Y ahí, lo más paradójico de lo ocurrido en Avellaneda es que tal vez quienes sufrieron la barbarie no fueron los mismos que la habían iniciado. Porque esos barras que entran con privilegios al estadio y que gozan de un poder que nadie se anima a discutir, ya no estaban allí cuando la barra de Independiente comenzó a castigar. Como tantas veces, desaparecieron en silencio antes del estallido. Los que quedaron, entonces, podrían haber sido hinchas comunes, indefensos, sometidos a la lógica del caos.

Maquinaria enquistada

La pregunta es obvia y cae por peso específico. ¿Quién dejó entrar a la tribuna visitante a los barras del “Rojo”? ¿Quién se beneficia con que esos grupos tengan vía libre en cada cancha del país? Porque las barras no son un accidente del fútbol, sino una maquinaria enquistada, con complicidades políticas, dirigenciales y policiales. Sin esos tres engranajes, hace rato que serían un mal recuerdo.

Y lo que ocurrió en Avellaneda no nos es ajeno. Tucumán también acaba de tener sus propias postales de horror. En las adyacencias del Monumental, luego del empate entre Atlético y Rosario Central, la avenida Juan B. Justo quedó convertida en un campo minado. Hubo vidrios rotos, autos destrozados, comercios castigados, manchas de sangre en la vereda, y vecinos y comerciantes aterrados por tener que pagar el precio del descontrol.

El operativo policial fue presentado como un “éxito” por las autoridades, pero los testimonios de quienes estuvieron allí contaron una historia diametralmente opuesta: ómnibus sin custodia, corridas, golpes y un miedo que todavía resuena entre quienes se refugiaron en bares y comercios.

Y si de barras hablamos, el caso de San Martín es todavía más elocuente. La interna violenta entre facciones de la hinchada, las amenazas, las peleas que se trasladan de la tribuna a la calle son una prueba irrefutable de que, mientras el club intenta crecer, una minoría organizada condiciona la vida institucional y deportiva. Y el miedo entre los hinchas comunes va en aumento. “En cualquier momento va a pasar algo grave.

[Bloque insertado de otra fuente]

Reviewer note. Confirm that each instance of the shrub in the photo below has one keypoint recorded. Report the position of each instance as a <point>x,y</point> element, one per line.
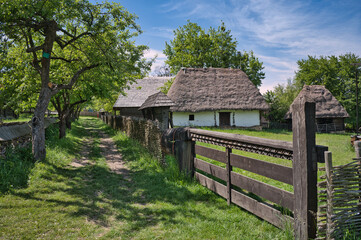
<point>15,168</point>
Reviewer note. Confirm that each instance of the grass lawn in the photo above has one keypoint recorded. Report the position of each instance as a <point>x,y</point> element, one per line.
<point>91,202</point>
<point>338,144</point>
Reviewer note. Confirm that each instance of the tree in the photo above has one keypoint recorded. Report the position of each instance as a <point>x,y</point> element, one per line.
<point>337,74</point>
<point>280,100</point>
<point>162,71</point>
<point>193,47</point>
<point>76,35</point>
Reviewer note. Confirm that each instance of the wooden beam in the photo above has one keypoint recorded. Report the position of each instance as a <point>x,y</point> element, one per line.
<point>267,169</point>
<point>304,168</point>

Esos violentos sólo van a buscar el rédito propio, no les interesa para nada el club”, aseguró un fanático que lleva años en la tribuna “santa”.

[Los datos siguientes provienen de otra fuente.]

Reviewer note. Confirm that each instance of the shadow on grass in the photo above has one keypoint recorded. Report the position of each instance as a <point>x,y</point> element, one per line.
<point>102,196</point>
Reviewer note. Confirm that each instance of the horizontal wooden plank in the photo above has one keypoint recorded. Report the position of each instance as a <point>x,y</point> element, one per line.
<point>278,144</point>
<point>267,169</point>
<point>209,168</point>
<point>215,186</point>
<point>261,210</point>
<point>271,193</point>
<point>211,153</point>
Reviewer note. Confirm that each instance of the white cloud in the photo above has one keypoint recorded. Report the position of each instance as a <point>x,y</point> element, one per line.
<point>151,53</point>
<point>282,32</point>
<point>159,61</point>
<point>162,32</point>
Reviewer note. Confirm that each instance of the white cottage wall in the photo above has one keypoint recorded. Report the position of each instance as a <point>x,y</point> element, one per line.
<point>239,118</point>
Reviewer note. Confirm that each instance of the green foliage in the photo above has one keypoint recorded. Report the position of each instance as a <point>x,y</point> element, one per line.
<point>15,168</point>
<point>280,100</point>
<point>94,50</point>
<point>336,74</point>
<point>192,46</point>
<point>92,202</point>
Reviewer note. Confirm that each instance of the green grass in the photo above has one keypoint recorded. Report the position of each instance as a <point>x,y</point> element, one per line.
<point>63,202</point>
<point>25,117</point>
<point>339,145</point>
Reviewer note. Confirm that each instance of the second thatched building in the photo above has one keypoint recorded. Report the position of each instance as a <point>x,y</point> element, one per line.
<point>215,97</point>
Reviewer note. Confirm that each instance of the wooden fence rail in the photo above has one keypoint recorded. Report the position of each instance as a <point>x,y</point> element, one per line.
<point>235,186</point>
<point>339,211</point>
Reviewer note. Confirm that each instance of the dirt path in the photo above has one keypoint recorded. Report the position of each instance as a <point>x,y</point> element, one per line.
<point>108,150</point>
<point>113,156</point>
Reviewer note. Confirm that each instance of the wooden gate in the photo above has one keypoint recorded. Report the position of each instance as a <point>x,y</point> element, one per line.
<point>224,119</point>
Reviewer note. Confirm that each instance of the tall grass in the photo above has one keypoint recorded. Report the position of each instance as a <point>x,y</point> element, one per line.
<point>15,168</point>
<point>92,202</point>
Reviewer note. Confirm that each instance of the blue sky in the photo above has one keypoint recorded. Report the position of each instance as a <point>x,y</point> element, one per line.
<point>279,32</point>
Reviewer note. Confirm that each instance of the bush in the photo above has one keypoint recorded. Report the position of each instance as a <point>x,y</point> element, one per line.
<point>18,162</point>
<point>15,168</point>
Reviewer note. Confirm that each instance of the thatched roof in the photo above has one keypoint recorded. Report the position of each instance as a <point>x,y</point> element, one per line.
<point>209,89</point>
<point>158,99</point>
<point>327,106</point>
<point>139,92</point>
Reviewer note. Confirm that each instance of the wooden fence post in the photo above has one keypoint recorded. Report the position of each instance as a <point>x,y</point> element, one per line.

Pero para erradicar a los violentos se necesita de una serie de acciones que involucran a diferentes actores. Los dirigentes de los clubes deben dejar de mirar hacia otro lado y cortar los lazos de connivencia; los políticos, terminar con el uso de las barras como fuerza de choque en marchas y hasta en elecciones; la Justicia, aplicar sanciones contundentes y la Policía, diseñar operativos eficientes.

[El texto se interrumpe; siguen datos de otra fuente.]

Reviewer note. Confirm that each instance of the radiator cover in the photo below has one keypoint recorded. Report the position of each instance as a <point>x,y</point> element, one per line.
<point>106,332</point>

Llevar a cabo ese plan no es sencillo, pero tiene un premio invaluable: poder vivir el fútbol como una fiesta sin escándalos. No puede ser que ir a la cancha implique pensar estrategias de supervivencia, o que padres que llevan a sus hijos a los estadios tengan que calcular dónde sentarse, por qué calle volver o cómo resguardarse si todo estalla. Es inentendible que lo normal sea mirar de reojo la salida, como si tratase de una escena de una película de guerra.

El fútbol es demasiado hermoso para seguir siendo rehén de los violentos. La violencia no es folclore y tampoco es parte del juego. Cada accionar de los violentos se presenta como una tragedia aislada. Ocurra en Tucumán, en Buenos Aires o en cualquier lugar del mapa nacional, siempre se repite la misma pregunta; ¿hasta cuándo?

Quizás la respuesta esté en la valentía de comenzar a decir basta, de asumir que la violencia no se erradica con slogans ni con controles a medias. Hace falta decisión política, dirigencial y social. Es necesario que alguien, de una vez por todas, piense en los que verdaderamente sostienen esta pasión: los hinchas de carne y hueso; los que van con sus hijos, los que heredan la camiseta y los colores de igual manera que se hereda un apellido.

Esa enseñanza de no correr, sino de resguardarse hasta que los violentos se alejen parece ya no alcanzar. Porque los violentos no se alejan solos, hay que alejarlos; hay que expulsarlos de nuestro fútbol. Y eso, aunque muchos no quieran admitirlo, depende de todos. Porque si cada uno de los involucrados en el fútbol aportan su granito de arena, es posible parar esta locura.